Chass goes on to explain that he will not vote for any player about whom there is the slightest whiff of the taint of performance enhancing drugs. He does not, he says, want to reward any player and then later find out that player had cheated. So, naturally, no vote for Bonds or Clemens, Palmeiro, McGwire and Sosa, but also no vote for Jeff Bagwell and Mike Piazza and Craig Biggio, too, about whom the only steroids talk has been the wispiest hearsay. Naturally enough, the world of baseball bloggers went crazy on Chass, as they do almost any time he says anything having to do with blogging or sabremetrics or breathing. Chass, by virtue of his long association with the Times and his opinions about so many baseball issues, is one of the old school’s most effective trolls.

Chass goes to great lengths in a subsequent column to explain why his Piazza bacne conjecture, and his Biggio finger pointing, add up to grounds not to vote for them and it all comes down to this: It’s up to Chass and this is the way he feels.

So be it. That’s all that needs to be said. But after having so much vitriol heaped upon him, Chass gets in the final kick to the gut. After having said that this was probably his last HoF vote, but now having considered the crap he has been subjected to, Chass says he’s going to keep on voting, just to rub salt in the wounds. “How could I relinquish my vote when I know how much it annoys you,” he says.

My personal opinion is that the Hall of Fame represents the wishes of those voting, then later modified by whatever claptrap veterans committee is cobbled together to correct/distort the original will of the writers. Obviously Chass and his cohort can do whatever they want, the ballots are their ballots for now, but I have little interest in a Hall that excludes Barry Bonds and Roger Clemens, both of whom had complete Hall-worthy careers before there was any PEDs taint associated with them.

Enough said.

Rob Neyer on McGwire

Here’s Rob’s piece.

My opinion about PEDs has changed over the last five years or so. Some of that has been because I learned more about the PEDs, and in large part it is because I saw the way the athletes accused and convicted of PEDs use reacted. Badly, of course. The trials and investigations and testimony all helped show that the players knew where the guilt was, even when naifs like me were defending them.

So, we had our villain. Finally.

Of course, when I put it that way I start to get all wishy washy again. This really isn’t a story of villains and, presumably, heroes, but rather a story of lots of similar but not identical people undergoing pressures that are similar but not identical. Talk about the despicable union protecting the drug takers ignores the many actions over the years by the owners to control the players and limit their compensation. In this context the slow to emerge drug rules reflect ownership’s desire to get an upper hand on the players, and the players (union) protecting their privacy and civil rights.
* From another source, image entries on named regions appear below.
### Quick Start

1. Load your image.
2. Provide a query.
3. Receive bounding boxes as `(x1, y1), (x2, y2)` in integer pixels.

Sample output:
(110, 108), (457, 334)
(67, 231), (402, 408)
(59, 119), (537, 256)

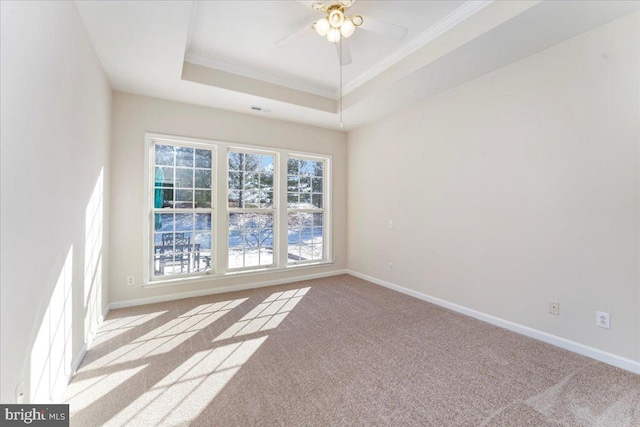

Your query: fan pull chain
(339, 38), (342, 129)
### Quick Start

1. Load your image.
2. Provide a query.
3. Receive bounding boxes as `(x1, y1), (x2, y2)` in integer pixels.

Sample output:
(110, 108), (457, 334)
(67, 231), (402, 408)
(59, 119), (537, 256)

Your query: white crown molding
(184, 0), (493, 100)
(342, 0), (493, 99)
(347, 270), (640, 374)
(184, 52), (337, 99)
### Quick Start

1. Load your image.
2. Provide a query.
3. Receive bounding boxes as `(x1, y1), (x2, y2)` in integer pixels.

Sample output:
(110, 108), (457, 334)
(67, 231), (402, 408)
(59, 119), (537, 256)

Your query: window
(144, 134), (331, 284)
(227, 151), (275, 269)
(287, 157), (324, 264)
(151, 142), (214, 277)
In any case, I don’t think McGwire is the hard Hall of Fame case. Even with his spectacular power accomplishments, he’s not a clear cut Hall of Famer. Discount him for PED usage and it’s easy to keep him off any HOF list. Bonds and Clemens are the real deal, on the other hand, Hall of Famers before they took the drugs. The big question is whether their induction will open the door to the boderline cases like McGwire.

The Hall Feels The Need For Speed

Baseball Crank

A nice trend chart from the Baseball Crank shows that the longer you stay on the ballot the more writers support you for the Hall, though I can’t think of a good reason why that should be. I don’t take the Hall seriously enough to worry about the borderline cases. They make it or they don’t, and that’s fine.

I do find it hard to see why Tim Raines or Mark McGwire look like they should be in, if only there wasn’t the cocaine and the steroids. Based on the numbers both were very good ballplayers who were at best borderline when it comes to induction numbers. Given their questionable pasts the voters’ reluctance to enshrine them doesn’t seem that crazy.